Options -u, -p, -h, -d supply required parameters.

Option -i inject required tables into the given database.

Option -c creates a database of the given name and then injects required tables as the previous option does.

Option -o does the same as -c, but also drops the database first, if it exists already. Good for testing.

Option -f: its argument specifies a page number from which the processing should start.

Option -t: its argument specifies a limit to the number of pages processed by the program.

Option -a: its argument specifies a remote address associated with the document 
	   (to allow remote users of the database to open the document via e.g. http).

Option -l: only process data linking document pages with inherited dictionaries. Previous versions 
		   of this tool didn't do so and running exportshapes with this tool fixes this shortcoming
		   while being backwards compatible with an already filled database.

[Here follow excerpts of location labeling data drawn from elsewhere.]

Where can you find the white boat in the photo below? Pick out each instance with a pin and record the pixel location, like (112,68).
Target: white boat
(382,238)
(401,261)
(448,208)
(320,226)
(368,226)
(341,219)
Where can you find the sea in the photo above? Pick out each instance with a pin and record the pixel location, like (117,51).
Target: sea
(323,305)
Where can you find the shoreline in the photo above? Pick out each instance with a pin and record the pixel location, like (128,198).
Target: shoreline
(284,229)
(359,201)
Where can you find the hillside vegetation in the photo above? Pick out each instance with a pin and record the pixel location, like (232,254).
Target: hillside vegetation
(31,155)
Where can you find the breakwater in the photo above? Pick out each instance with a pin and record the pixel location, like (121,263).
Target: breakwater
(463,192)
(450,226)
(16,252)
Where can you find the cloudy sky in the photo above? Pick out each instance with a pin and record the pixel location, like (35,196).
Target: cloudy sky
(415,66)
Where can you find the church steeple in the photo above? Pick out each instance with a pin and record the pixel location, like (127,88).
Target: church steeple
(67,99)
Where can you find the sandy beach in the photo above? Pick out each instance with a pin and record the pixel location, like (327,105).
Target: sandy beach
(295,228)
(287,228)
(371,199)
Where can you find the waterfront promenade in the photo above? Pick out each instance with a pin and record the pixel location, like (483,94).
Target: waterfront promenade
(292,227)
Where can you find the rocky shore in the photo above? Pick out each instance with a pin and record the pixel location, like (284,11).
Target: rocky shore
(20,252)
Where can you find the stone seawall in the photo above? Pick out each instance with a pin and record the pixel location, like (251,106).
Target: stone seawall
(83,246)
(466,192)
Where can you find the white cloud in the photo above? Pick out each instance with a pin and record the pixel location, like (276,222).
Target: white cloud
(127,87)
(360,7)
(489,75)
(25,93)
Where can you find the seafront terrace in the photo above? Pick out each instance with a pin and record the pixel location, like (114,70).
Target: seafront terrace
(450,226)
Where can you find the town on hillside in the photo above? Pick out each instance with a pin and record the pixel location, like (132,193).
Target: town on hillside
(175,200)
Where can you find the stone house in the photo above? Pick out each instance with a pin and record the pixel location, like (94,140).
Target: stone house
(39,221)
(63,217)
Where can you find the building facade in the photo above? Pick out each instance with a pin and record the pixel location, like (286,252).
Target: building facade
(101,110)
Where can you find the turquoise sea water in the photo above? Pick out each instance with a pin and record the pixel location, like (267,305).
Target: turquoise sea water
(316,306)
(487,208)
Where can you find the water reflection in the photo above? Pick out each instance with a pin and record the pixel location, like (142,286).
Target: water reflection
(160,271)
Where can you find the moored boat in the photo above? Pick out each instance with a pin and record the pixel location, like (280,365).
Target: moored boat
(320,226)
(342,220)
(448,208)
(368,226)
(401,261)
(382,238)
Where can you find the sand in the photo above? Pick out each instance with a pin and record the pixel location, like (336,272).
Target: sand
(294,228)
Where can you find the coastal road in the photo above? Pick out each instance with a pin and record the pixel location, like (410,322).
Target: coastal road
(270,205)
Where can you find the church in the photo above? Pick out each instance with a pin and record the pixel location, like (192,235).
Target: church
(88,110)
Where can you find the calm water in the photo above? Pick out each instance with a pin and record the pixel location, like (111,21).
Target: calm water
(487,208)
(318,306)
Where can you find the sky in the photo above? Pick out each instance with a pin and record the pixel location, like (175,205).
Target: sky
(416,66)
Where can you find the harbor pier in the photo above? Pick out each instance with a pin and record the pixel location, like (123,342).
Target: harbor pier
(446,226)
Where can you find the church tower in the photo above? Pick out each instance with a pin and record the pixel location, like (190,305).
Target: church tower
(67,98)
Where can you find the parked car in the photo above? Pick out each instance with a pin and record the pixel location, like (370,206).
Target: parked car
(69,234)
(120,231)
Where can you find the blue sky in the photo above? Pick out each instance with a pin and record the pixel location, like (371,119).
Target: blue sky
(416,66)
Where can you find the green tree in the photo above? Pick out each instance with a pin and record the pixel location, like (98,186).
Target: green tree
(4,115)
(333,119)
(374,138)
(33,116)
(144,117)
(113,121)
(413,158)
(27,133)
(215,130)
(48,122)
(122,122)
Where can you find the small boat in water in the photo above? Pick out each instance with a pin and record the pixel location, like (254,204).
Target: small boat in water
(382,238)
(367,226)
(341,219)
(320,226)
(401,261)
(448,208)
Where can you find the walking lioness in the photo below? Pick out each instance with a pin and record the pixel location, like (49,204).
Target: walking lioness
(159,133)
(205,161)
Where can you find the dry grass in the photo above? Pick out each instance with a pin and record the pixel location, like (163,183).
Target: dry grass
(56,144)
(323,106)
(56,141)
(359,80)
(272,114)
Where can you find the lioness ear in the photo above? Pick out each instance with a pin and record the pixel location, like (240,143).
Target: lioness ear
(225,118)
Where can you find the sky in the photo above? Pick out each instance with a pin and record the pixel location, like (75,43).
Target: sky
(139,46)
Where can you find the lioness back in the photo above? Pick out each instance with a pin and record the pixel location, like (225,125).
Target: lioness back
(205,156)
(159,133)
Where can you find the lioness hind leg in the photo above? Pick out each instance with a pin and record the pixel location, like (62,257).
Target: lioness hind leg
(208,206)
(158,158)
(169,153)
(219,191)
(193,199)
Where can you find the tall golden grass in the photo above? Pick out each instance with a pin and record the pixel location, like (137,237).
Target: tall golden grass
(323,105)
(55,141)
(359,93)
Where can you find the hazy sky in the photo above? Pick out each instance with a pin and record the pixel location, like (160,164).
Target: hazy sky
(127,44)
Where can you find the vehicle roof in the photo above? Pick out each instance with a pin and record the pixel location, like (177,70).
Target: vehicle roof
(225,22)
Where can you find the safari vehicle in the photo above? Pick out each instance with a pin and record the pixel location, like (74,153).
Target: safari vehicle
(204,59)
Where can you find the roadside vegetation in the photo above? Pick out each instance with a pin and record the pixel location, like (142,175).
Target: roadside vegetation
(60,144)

E.g. "exportshapes -f 5 -t 10 [...]" would export shapes from pages 5,6,7,8,9 and 10.


TABLE shapes:
id INT not null auto_increment primary key,
original_id INT not null, -- index in the page dictionary the shape comes from
parent_id INT not null, -- references other shapes
width INT,
height INT,
dictionary_id INT not null, --references table of dictionaries
bbox_top INT, bbox_left INT, bbox_right INT, bbox_bottom INT -- bounding box

TABLE blits: -- shapes' locations in document
id INT not null auto_increment primary key,
document_id INT not null, -- references table of documents
page_number INT not null,
shape_id INT not null, -- references table of shapes
b_left SMALLINT UNSIGNED not null,
b_bottom SMALLINT UNSIGNED not null

TABLE documents: -- documents stored in the database
id INT not null auto_increment primary key,
document varchar(60) not null,
document address(100) not null

TABLE dictionaries: -- dictionaries stored in the database
id INT not null auto_increment primary key,
dictionary_name varchar(60) not null,
page_number INT not null, -- which page this dictionary belongs to, inherited dictionaries have -1 in this field
document_id INT not null -- references table of documents

TABLE pages: -- linking inherited dictionaries with pages that use them
document_id INT not null, -- which documents this entry refers to
inh_dict_id INT not null, -- which inherited dictionary this entry refers to
page_number INT not null -- which page uses that dictionary